Texte intégral
N° RG 21/02985 - N° Portalis DBVM-V-B7F-K6NB
N° Minute :
C2
Copie exécutoire délivrée
le :
à :
la SELARL BALESTAS-GRANDGONNET-MURIDI & ASSOCIES
la SELARL AXIS AVOCATS ASSOCIES
AU NOM DU PEUPLE FRANÇAIS
COUR D'APPEL DE GRENOBLE
DEUXIEME CHAMBRE CIVILE
ARRÊT DU MARDI 06 JUIN 2023
Appel d'un Jugement (N° R.G. 14/04510) rendu par le tribunal judiciaire de GRENOBLE en date du 18 mars 2021, suivant déclaration d'appel du 05 Juillet 2021
APPELANT :
M. [V] [C]
né le [Date naissance 2] 1974 à [Localité 9]
de nationalité Française
[Adresse 3]
[Localité 6]
représenté par Me MURIDI de la SELARL BALESTAS-GRANDGONNET-MURIDI & ASSOCIES, avocat au barreau de GRENOBLE substituée par Me Camille GREMONT, avocat au barreau de GRENOBLE
INTIMÉS :
Mme [H] [Z]
de nationalité Française
[Adresse 1]
[Localité 7]
Compagnie d'assurance MACIF prise en la personne de son représentant légal en exercice domicilié en cette qualité audit siège.
[Adresse 4]
[Localité 8]
représentées par Me Nawale GASMI de la SELARL AXIS AVOCATS ASSOCIES, avocat au barreau de GRENOBLE
Organisme CPAM DE L'ISERE , prise en la personne de ses représentants légaux, domiciliés en cette qualité audit siège,
[Adresse 5]
[Localité 9]
non représenté
COMPOSITION DE LA COUR : LORS DU DÉLIBÉRÉ :
Mme Emmanuèle Cardona, présidente,
M. Lionel Bruno, conseiller,
Mme Anne-Laure Pliskine, conseillère
DÉBATS :
A l'audience publique du 04 avril 2023, Emmanuèle Cardona, Présidente chargée du rapport, assistée de Caroline Bertolo, greffière, a entendu seule les avocats en leurs conclusions, les parties ne s'y étant pas opposées conformément aux dispositions des articles 805 et 907 du code de procédure civile.

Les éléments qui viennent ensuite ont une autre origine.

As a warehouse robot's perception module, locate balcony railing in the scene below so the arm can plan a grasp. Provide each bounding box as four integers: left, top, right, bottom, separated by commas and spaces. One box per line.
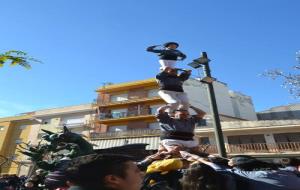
90, 129, 160, 139
204, 142, 300, 154
98, 108, 156, 120
98, 96, 162, 107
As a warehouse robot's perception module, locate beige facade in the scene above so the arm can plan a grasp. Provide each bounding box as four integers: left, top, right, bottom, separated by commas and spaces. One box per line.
91, 120, 300, 157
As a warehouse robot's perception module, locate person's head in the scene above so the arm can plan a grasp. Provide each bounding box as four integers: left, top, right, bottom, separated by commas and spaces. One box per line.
164, 42, 179, 49
164, 67, 177, 75
175, 107, 190, 119
68, 154, 142, 190
180, 163, 220, 190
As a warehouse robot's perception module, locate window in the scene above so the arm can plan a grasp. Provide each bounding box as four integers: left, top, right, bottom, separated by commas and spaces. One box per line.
274, 133, 300, 143
15, 139, 22, 144
199, 137, 210, 144
228, 135, 266, 144
274, 133, 300, 151
108, 125, 127, 132
148, 89, 158, 98
42, 119, 51, 125
110, 94, 128, 102
111, 109, 127, 118
150, 105, 163, 115
228, 134, 268, 152
197, 119, 207, 127
19, 125, 28, 130
148, 122, 160, 130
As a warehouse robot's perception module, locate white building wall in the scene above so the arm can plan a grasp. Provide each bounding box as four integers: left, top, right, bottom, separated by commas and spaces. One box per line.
228, 91, 257, 120
184, 79, 235, 117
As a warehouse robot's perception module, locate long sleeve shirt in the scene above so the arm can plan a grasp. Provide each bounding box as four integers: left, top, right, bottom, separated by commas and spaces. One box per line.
156, 71, 191, 92
147, 46, 186, 60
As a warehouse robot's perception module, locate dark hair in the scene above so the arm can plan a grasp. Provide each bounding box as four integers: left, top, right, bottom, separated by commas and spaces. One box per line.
67, 154, 133, 190
180, 163, 221, 190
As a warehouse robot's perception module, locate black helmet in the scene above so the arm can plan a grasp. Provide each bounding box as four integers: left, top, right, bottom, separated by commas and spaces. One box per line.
164, 42, 179, 47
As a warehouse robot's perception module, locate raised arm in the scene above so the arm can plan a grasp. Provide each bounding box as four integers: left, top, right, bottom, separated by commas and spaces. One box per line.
156, 105, 170, 115
179, 52, 186, 60
190, 106, 206, 119
146, 45, 164, 53
179, 70, 192, 81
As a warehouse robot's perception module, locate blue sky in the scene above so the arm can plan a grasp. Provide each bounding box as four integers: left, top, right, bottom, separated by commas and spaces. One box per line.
0, 0, 300, 116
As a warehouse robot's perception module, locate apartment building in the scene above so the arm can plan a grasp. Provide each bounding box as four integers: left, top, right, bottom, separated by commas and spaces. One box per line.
91, 120, 300, 158
257, 104, 300, 120
95, 79, 257, 133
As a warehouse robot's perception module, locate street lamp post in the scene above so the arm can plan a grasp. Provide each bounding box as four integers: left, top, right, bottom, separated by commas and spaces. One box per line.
189, 52, 226, 157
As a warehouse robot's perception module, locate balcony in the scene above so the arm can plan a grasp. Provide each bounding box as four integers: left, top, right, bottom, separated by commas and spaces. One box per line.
90, 129, 160, 139
96, 108, 156, 124
200, 142, 300, 154
98, 96, 164, 108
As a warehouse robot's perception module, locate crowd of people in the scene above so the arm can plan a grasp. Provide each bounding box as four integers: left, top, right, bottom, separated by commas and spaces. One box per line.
0, 42, 300, 190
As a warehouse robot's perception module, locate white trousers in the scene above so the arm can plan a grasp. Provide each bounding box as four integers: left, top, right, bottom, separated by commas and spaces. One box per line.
158, 59, 176, 70
161, 139, 199, 151
158, 90, 189, 113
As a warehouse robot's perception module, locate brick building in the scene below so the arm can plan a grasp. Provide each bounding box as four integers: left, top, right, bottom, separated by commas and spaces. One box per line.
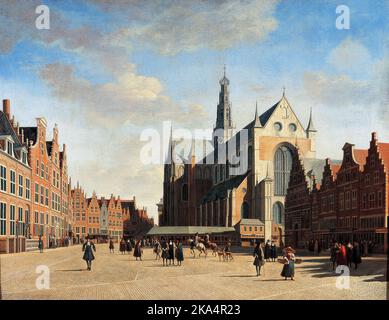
285, 133, 389, 252
0, 100, 32, 253
71, 182, 88, 240
159, 70, 316, 244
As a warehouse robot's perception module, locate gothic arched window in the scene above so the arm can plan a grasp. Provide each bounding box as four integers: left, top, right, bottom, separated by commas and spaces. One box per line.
181, 183, 188, 201
273, 202, 282, 224
274, 146, 292, 196
247, 146, 253, 169
240, 201, 249, 219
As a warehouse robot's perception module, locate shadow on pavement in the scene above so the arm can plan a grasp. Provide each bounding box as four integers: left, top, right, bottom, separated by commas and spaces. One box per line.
55, 269, 87, 272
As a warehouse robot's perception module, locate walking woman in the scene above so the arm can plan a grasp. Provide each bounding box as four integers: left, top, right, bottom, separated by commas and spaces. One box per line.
352, 241, 362, 269
253, 240, 265, 277
330, 241, 339, 271
134, 240, 142, 261
119, 238, 126, 254
281, 247, 295, 281
336, 243, 347, 266
38, 236, 43, 253
169, 239, 176, 266
161, 237, 169, 266
82, 237, 96, 271
109, 238, 115, 253
126, 239, 132, 254
270, 241, 278, 262
176, 240, 184, 266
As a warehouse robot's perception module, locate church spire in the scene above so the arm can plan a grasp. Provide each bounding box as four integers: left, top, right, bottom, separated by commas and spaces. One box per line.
306, 108, 316, 132
215, 65, 232, 130
254, 101, 262, 128
166, 125, 173, 164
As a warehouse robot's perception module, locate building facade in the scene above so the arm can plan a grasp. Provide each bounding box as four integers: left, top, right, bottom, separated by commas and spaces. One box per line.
0, 100, 32, 253
285, 133, 389, 252
160, 70, 316, 243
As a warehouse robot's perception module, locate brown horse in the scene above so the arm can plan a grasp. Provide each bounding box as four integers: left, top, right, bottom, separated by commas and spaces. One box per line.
208, 242, 219, 257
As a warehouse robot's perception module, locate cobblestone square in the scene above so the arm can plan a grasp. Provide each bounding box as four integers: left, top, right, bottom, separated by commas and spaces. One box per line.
0, 244, 387, 300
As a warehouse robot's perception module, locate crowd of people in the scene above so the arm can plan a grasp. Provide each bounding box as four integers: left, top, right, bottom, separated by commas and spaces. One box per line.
305, 239, 377, 257
330, 241, 362, 270
253, 240, 296, 281
75, 234, 369, 280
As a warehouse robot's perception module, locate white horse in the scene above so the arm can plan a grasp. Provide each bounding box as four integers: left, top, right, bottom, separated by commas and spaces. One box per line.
189, 240, 208, 258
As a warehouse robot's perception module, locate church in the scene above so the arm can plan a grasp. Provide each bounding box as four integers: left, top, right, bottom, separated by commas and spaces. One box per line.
159, 71, 317, 244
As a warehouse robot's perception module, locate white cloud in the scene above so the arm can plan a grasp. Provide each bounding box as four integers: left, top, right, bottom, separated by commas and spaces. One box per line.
104, 0, 278, 55
327, 37, 372, 72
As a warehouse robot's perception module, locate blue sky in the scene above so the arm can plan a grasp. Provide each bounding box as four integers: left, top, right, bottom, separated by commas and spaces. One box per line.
0, 0, 389, 220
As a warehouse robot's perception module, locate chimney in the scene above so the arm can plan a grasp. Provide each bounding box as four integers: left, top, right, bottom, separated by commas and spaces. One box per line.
3, 99, 11, 119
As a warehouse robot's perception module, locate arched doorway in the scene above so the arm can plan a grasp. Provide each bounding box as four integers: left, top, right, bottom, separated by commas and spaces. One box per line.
293, 223, 299, 248
273, 202, 283, 224
274, 145, 293, 196
240, 201, 249, 219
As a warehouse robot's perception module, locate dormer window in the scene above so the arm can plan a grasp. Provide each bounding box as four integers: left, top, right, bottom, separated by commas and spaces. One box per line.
22, 151, 27, 164
7, 141, 14, 156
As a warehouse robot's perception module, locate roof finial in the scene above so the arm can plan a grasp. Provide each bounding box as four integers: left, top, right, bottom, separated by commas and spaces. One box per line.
254, 101, 262, 128
307, 107, 316, 132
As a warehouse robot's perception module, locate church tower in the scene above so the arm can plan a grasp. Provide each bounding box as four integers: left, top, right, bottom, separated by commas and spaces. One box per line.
214, 66, 234, 141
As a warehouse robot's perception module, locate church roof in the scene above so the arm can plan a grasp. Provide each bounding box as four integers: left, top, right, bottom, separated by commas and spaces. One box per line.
302, 158, 326, 189
200, 173, 247, 203
244, 100, 281, 129
147, 226, 235, 236
237, 219, 265, 226
377, 142, 389, 170
353, 149, 368, 170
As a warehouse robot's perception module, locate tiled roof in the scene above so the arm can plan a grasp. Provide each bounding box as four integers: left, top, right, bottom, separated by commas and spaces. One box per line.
377, 142, 389, 170
302, 158, 326, 189
353, 149, 368, 169
46, 141, 53, 157
330, 163, 342, 178
238, 219, 264, 226
200, 173, 247, 203
147, 226, 235, 236
21, 127, 38, 144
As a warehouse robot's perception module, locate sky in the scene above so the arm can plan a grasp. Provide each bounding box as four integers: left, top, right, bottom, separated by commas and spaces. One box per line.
0, 0, 389, 222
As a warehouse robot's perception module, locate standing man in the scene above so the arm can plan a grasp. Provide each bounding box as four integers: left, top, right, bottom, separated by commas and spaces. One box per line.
253, 239, 265, 277
270, 241, 278, 262
134, 240, 142, 261
265, 240, 271, 261
109, 238, 115, 253
38, 236, 43, 253
82, 237, 96, 271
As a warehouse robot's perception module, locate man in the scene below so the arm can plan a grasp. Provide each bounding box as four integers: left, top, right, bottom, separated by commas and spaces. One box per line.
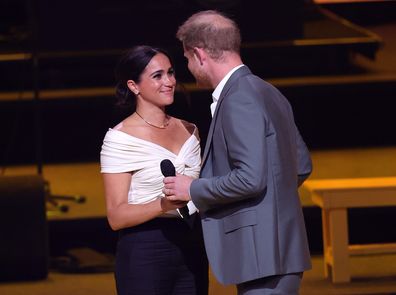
164, 11, 312, 295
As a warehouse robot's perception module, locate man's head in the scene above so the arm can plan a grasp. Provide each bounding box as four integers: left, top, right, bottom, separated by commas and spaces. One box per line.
176, 10, 242, 88
176, 10, 241, 60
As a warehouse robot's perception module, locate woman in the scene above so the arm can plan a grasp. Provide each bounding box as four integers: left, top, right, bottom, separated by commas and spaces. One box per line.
101, 46, 208, 295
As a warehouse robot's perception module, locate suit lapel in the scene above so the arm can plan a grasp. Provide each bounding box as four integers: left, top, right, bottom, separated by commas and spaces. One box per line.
202, 66, 251, 166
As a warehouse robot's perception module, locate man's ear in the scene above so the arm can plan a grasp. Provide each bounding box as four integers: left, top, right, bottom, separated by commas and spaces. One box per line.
193, 47, 206, 66
127, 80, 139, 95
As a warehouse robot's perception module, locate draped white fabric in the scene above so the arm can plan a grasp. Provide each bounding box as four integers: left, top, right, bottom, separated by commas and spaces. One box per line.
100, 128, 201, 215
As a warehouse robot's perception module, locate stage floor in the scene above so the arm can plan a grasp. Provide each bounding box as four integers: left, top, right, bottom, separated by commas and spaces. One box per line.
0, 255, 396, 295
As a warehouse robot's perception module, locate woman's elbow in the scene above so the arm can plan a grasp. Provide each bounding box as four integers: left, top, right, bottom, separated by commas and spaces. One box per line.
107, 210, 122, 231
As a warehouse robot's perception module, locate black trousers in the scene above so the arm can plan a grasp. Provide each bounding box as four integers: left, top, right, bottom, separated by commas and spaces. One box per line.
115, 216, 209, 295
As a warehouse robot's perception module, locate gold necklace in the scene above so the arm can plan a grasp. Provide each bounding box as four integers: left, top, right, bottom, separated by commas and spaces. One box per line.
135, 111, 170, 129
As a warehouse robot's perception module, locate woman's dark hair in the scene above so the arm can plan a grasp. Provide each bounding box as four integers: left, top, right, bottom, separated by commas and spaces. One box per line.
115, 45, 173, 107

Elle en a rendu compte à la Cour dans son délibéré et l'arrêt a été rendu à l'audience de ce jour.
EXPOSÉ DES FAITS
M. [V] [C] a été victime, le 20 mai 2010, alors qu'il circulait sur son scooter, d'un accident de trajet dans lequel est impliqué le véhicule de Mme [H] [Z], assuré auprès de la MACIF Rhône Alpes (la MACIF).
Le certificat médical initial mentionnait une contusion de la paroi thoracique et une atteinte du genou gauche.
M. [C] a été licencié pour inaptitude en juillet 2012.
Les assureurs ont mandaté deux experts qui ont examiné M. [C] et déposé un rapport fixant la date de consolidation au 18 mai 2012 et le taux de déficit fonctionnel permanent à 8 %.
Par actes des 10 et 14 septembre 2014, M. [C] a fait citer Mme [Z], la MACIF et la caisse primaire d'assurance maladie devant le tribunal de grande instance de Grenoble.
Une expertise judiciaire a été ordonnée par le juge de la mise en état et confiée au docteur [J].
L'expert a déposé son rapport le 9 novembre 2018, avec pour conclusions :
-absence d'aggravation depuis 2013
-arrêt de travail du 20 mai 2010 au 18 mai 2012
-GTP de classe III du 20 mai 2010 au 31 août 2010, du 2 septembre 2010 au 17 septembre 2010
-GTP de classe II du 18 septembre 2010 au 11 janvier 2011
-GTP de classe I du 12 janvier 2011 au 18 mai 2012
-consolidation le 18 mai 2012
-déficit fonctionnel permanent de 8 %
-souffrances endurées 3/7
-préjudice esthétique temporaire 0,5/7
-existence d'un préjudice d'agrément
-absence de préjudice sexuel, de dépenses de santé futures et de frais de logement et/ou de véhicule adapté.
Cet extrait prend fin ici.